Tuesday, November 10, 2009

Espresso, the Myth and the Facts; Part 1

I can’t begin to tell you how many times I have heard people say; “If I had an Espresso I’d be climbing the walls” “Who can stand that much caffeine “ Or “Boy that is strong & bitter”. Well the truth of the matter is a shot of espresso has less caffeine than a cup of coffee. If properly extracted the coffee has a lovely bittersweet after taste more full bodied that a cup of coffee but just as pleasurable. The steam pressure the coffee is extracted under produces a crema created by the coffee oils coming to the surface and standing thick on the top of the drink. Crema is the wonderful tan colored foam that appears on the top of a well-shot espresso. If you pour a little sugar on top of the crema it will stand there before sinking in the liquid. A perfectly drawn shot of espresso has a crema that holds up until the drink is consumed. A shot of espresso is 1 ½ to 2 ounces of pure joy if properly served. Now that we have blown some myths let’s talk “Espresso.

Espresso is not a coffee varietal. It is a blend of coffees. Generally roasted darker than the “American Roast” profile (Think Arnold’s Special Blend) but not so dark that it is burnt, caramelized & bitter. Of course the degree of roast color and the blend varies with the roaster. In the country of origin, Italy, there are several degrees of roast profile and blends. Some are 100% Arabica & some blends use a small percent of very high quality Robusta. Some are very dark (Rome) and some much lighter.

Drawing an espresso is really an art that requires many components. The grind, the tamp, the machine, and the Barista must all be in harmony to draw a shot worth drinking.

Real espresso is a café drink. Most home machines do not have the pressure capacity to produce a good espresso. Nor do home machines have the steam pressure to produce frothed, textured or steamed milk for cappuccino, latte, or mocha. You must be willing to spend between $750 & $2000 to get a real home machine or you are wasting your time and money. I’ll cover espresso machines in another chapter on espresso.

There are almost no coffee shops or restaurants that serve real espresso or espresso based drinks. To do so takes the training & skill of a professional Barista. Everything has to be right.

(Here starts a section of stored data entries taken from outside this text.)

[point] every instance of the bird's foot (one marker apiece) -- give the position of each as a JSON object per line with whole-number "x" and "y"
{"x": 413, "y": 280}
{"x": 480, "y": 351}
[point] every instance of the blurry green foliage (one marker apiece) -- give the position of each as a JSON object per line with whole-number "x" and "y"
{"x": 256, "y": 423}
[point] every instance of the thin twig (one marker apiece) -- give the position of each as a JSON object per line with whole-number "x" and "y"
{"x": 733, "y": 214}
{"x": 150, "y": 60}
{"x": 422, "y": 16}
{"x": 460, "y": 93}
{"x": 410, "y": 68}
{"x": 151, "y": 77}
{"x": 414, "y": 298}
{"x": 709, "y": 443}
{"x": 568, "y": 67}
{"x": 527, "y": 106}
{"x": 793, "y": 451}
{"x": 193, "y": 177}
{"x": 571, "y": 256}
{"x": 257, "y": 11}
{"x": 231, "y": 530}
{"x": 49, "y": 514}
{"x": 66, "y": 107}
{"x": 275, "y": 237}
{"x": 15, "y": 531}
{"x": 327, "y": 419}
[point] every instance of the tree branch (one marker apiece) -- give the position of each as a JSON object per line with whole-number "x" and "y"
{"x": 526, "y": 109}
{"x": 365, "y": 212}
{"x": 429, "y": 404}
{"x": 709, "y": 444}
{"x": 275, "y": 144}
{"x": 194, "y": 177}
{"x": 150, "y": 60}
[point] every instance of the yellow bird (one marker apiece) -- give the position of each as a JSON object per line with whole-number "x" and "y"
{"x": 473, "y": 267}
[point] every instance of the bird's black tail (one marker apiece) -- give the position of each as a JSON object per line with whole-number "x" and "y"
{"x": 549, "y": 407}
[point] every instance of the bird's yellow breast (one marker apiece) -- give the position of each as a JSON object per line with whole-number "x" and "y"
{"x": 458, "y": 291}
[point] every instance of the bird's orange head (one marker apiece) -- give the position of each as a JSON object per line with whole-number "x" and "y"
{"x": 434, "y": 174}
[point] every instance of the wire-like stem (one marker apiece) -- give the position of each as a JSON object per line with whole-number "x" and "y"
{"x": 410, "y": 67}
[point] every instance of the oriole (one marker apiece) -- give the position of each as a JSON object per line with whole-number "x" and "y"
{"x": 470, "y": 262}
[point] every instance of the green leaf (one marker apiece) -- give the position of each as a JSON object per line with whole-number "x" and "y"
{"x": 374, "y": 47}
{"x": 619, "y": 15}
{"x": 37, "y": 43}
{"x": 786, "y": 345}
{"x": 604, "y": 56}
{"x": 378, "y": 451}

It starts with the coffee, it MUST be fresh, it must be ground properly, it must be tamped properly in the portafilter (30 pounds of pressure), all the elements effect espresso, to much moisture in the air, the air conditioning (heat or cooling turning on and off) the café door opening and closing all can cause the Barista to change the grind dozens of times during his/her shift.

A few of my buddies and I go to Louisville a couple of times a month for lunch and a tour of coffee shops. We are trying to find a good shot of espresso and a drinkable Cappuccino and Latte. Of the dozens of shops we have visited only one served a great drink. Most had no clue. Several were so bad we would have been better off at MacDonald’s or a drink made on an Automatica machine at Starbucks.

Many shops can’t even produce a great cup of coffee let alone an espresso or espresso based drink. It is a sad state of the coffee drinking world.

More in the next edition. As always I love to hear from you.


1 comment:

BK Helton said...

Hey Arnold! Thanks so much for sharing your knowledge with us all here on your blog. I must say, I am guilty of having thought that espresso had more caffeine than coffee. Of course, I always would begin questioning how that could be when I really thought about it. Thanks for setting me straight. I am eager to read about pressing coffee as that is my preferred way of brewing.